Is This the Most Emotional Skateboarding Game Ever Made—or Just Hell With Style?
Ce jeu de skateboard est-il le plus émouvant de tous les temps, ou simplement l’enfer avec du style ?

Skate Story n’est pas seulement un jeu de skateboard : c’est un rêve fiévreux mêlant esthétique vaporwave, angoisse existentielle et émotions curieusement tendres. Vous incarnez un démon fait de douleur et de verre, qui fait du skate dans un monde souterrain illuminé de néons pour avaler la lune et gagner votre liberté. Ça semble absurde ? Absolument. Et pourtant, chaque ollie et chaque kickflip semble imprégné de mélancolie, comme si le jeu comprenait l’obsession tranquille qui anime le vrai skateboard.

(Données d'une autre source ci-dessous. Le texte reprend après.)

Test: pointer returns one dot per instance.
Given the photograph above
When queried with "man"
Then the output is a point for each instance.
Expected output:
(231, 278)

Les contrôles sont d’une simplicité extrême — un bouton pour ollier, un autre pour les tricks — mais la sensation de jeu est transcendante. Réussir un grind parfait après 20 échecs ne fait pas que « bien » se sentir, cela a du sens. Ce n’est ni le chaos caricatural de Tony Hawk, ni le réalisme stérile de Skate. C’est quelque chose de totalement nouveau : un jeu de skateboard qui ose poser la question de pourquoi on se pousse, pourquoi on tombe, et pourquoi on se relève toujours.
Skate Story est l’équivalent vidéoludique d’un poème tonal. Ce n’est pas une question de score élevé ou de trophées ; c’est une question d’incarner un état d’être. Chaque fois que votre démon passe devant une borne d’arcade qui bugue ou écoute cette mélodie synthé lancinante, vous ne jouez pas seulement : vous méditez sur la perte, le désir, et le prix de la transcendance.
Mes enfants ne comprennent pas. Ils veulent des tricks et des points, mais je me reconnais dans ce démon de verre — meurtri, brisé, mais toujours à courir après quelque chose hors d’atteinte. Je me suis cassé le poignet trois fois en faisant du skate. Ce jeu, il comprend. Ce n’est pas marrant. C’est vrai.
Exactement. C’est une expérience anti-ludique — où l’échec n’est pas un obstacle, mais un rituel. Chaque chute douloureuse révèle un peu plus le noyau émotionnel du jeu. Et cette chute en vue subjective ? Un pur génie. Vous ne voyez pas seulement l’accident, vous le devenez.
Sam Eng a tout fait seul ? Ce n’est pas impressionnant. C’est terrifiant. Une seule personne ne devrait pas porter à elle seule le poids émotionnel et créatif d’un jeu aussi profond. Le fait qu’il soit aussi visuellement bluffant et mécaniquement impeccable rend l’exploit presque inhumain.
Donc c’est un jeu de skateboard où tu sautes en enfer et tu pleures sur tes sentiments ? Passé. Où est mon skatepark ? Où sont mes 900 ? Je veux faire un kickflip par-dessus une bagnole de flic, pas écrire un sonnet sur mon traumatisme.
Mais la lune n’est pas un trophée. C’est une addiction. Tu n’échappes pas à l’enfer — tu le mets en scène. Chaque combo n’est pas un score — c’est une prière. Ce jeu transforme le skateboard en acte sacré. Et franchement ? C’est plus fort qu’un flip à 1080 degrés.